With the exception of Milena Raycheva, they may be familiar to you if you have read our article about the presentation of a similar album - A Guide to Thracian Bulgaria. But if we choose not to take an obelisk, hidden from view in a field of maize between the villages Mussina and Lesicheri (Northern Bulgaria) as the symbol of the Roman heritage in the country, we can take a look at the album's cover, together with the other archaeologist on the team - Dimana Trankova. On the cover we see a mosaic in the small Basilica in Plovdiv, depicting a deer:
“The deer was the symbol of several things: one was the wish of neophytes to accept Christ by being baptized, but the other possible interpretation, looking at this fawn, is that in early Christian times deers were ascribed the ability to suck snakes out of the ground with their breath. And as snakes symbolized Satan, the deer came to symbolize the victory over evil.”

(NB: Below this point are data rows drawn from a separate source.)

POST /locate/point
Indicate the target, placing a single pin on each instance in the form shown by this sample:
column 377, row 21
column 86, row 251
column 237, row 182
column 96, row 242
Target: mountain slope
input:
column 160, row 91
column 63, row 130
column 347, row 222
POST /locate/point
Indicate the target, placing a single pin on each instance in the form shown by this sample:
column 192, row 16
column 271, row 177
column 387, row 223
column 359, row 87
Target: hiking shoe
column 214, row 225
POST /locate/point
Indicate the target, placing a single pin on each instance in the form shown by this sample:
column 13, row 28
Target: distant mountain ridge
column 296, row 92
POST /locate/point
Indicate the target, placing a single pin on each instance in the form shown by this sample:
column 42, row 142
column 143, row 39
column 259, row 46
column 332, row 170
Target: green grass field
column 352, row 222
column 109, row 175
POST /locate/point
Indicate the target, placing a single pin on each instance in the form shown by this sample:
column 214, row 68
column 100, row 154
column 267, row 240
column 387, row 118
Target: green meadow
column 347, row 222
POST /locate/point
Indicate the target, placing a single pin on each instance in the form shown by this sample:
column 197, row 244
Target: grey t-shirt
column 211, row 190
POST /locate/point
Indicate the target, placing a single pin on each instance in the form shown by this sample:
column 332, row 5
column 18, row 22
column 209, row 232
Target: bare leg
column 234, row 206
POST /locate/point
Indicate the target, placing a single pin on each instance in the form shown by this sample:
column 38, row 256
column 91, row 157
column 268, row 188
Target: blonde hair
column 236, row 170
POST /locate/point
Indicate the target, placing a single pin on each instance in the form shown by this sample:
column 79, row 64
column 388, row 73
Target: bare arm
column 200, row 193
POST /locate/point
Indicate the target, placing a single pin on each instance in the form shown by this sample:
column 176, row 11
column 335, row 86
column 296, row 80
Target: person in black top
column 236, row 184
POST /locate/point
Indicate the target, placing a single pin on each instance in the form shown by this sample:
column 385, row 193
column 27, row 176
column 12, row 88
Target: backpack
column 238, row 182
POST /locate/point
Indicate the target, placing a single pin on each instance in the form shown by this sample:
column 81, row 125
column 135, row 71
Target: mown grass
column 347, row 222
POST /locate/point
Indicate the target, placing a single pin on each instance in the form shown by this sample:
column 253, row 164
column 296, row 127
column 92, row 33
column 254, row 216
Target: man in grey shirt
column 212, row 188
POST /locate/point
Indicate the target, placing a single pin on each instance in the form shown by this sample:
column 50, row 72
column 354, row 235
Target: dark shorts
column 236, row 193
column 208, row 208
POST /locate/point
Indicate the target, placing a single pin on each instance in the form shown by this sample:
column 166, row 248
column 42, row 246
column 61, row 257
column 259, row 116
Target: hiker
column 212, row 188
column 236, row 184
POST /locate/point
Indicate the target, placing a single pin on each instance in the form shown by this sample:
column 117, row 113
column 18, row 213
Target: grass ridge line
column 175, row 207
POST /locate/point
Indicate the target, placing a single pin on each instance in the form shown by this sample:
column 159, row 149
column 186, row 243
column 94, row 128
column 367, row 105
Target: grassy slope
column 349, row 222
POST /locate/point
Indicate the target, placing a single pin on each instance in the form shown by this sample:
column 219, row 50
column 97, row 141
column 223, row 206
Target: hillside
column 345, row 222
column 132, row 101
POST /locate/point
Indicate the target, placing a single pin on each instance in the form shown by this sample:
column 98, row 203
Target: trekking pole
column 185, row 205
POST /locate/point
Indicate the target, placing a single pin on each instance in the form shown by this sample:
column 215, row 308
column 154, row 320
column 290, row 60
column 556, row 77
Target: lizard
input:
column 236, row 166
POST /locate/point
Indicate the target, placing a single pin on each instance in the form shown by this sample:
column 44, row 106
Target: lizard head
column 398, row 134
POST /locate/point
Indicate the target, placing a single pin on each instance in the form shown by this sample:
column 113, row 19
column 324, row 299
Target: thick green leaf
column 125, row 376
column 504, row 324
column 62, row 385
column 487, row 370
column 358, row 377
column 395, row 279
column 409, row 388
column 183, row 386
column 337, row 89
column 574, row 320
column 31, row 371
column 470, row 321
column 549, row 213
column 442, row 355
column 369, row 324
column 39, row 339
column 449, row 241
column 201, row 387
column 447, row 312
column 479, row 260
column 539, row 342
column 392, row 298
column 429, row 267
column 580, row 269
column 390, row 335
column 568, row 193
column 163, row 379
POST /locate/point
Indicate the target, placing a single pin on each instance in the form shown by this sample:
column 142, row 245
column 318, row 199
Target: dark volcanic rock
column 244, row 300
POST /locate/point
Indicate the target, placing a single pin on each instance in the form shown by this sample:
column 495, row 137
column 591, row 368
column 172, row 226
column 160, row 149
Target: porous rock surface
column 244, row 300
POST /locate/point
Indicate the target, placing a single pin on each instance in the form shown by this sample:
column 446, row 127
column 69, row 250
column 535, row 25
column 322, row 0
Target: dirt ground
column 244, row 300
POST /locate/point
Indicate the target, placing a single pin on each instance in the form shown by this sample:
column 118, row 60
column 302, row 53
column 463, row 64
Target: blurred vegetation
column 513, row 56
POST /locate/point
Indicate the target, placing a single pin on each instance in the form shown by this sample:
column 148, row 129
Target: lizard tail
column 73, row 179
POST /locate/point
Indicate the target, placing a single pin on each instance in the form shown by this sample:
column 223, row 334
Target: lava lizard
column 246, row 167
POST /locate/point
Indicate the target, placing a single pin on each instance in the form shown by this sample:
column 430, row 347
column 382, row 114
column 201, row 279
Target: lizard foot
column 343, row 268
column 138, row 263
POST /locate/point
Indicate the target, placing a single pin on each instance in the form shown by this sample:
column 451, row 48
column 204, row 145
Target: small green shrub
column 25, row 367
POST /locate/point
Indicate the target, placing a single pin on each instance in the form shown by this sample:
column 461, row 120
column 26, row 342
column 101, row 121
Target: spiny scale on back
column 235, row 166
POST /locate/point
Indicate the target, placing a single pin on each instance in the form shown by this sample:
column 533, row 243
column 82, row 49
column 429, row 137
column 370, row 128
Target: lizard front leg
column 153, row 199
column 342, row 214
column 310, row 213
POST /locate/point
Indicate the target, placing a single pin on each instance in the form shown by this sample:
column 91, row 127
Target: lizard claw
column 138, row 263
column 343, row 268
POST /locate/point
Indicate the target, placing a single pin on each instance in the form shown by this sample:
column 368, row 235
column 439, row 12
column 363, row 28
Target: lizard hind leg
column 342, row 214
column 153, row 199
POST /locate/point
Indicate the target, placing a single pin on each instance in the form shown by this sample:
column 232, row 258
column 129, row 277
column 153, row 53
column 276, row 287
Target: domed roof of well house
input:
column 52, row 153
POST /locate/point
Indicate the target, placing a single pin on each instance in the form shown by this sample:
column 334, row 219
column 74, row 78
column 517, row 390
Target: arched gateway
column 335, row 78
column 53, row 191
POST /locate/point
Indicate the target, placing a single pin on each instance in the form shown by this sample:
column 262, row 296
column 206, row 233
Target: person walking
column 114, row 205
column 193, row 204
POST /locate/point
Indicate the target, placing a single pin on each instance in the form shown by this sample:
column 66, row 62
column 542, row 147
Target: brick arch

Even though Roman basilicas are among the high-profile architectural monuments in Bulgaria from the end of Antiquity and the beginning of the Middle Ages, there are others that merit attention, like the frescoes in the Silistra tomb, depicting flowers and birds, but most of all people. Dimana points out details that probably mean nothing to us, laymen, like the hairdo of one of the servants of the family couple the tomb was built for:
“It shows that he was not a local man, he was not Thracian, but he was not Roman either. He was a Goth and a servant - the frescoes in the tomb show the domestics of the deceased couple as well.”
Even though it was discovered in the 1940s, the tomb is not widely known, as is the case with the entire Roman heritage of Dorustorum. An episcopal centre in the times of early Christianity, during the persecutions under Emperor Diocletian at the end of the 3rd century, Silistra produced 12 martyrs who refused to venerate the emperor as a god. Being part of the Roman Empire, the towns in what are today Bulgarian territories were no different to other towns in Roman times, with Latin predominating in Northern Bulgaria. In the southern parts Greek prevailed (with the exception of some very important decrees). And the reason, as Dimana says is that “the Roman potentates were intelligent enough to realize that they cannot impose Latin in towns that were the cradle of Greek civilization.”
The city where the Roman heritage is preserved best - Plovdiv - is central to the book and its authors recommend it as the first stopover for visitors coming from abroad who do not plan to spend long in Bulgaria. Surprisingly, the second choice is connected with a small town in the North that is not well known - Pavlikeni, named after the Pavlikyani or Paulicians, the Armenian gnostic heretics who founded the town. In the 1970s treasure hunters discovered a large amount of pottery and after them archaeologists found a provincial Roman villa where pottery was made. Its production, from bricks to children's toys reached as far as Crimea. At the beginning of the 1980s an open-air museum was created there:
“This small house was made out of pieces of pottery of no scientific value. There were furnaces here and demonstrations are organized of every stage of the process with the help of children from the pottery school in the town of Troyan nearby. Every VIP visitor was able to make a brick and sign his or her name on it. Now these bricks are arranged in a wall, starting with Lyudmila Zhivkova (daughter of communist dictator Todor Zhivkov, minister of culture at that time) and ending with the treasure hunters in question with their sweet-sounding admission that “we were here first”.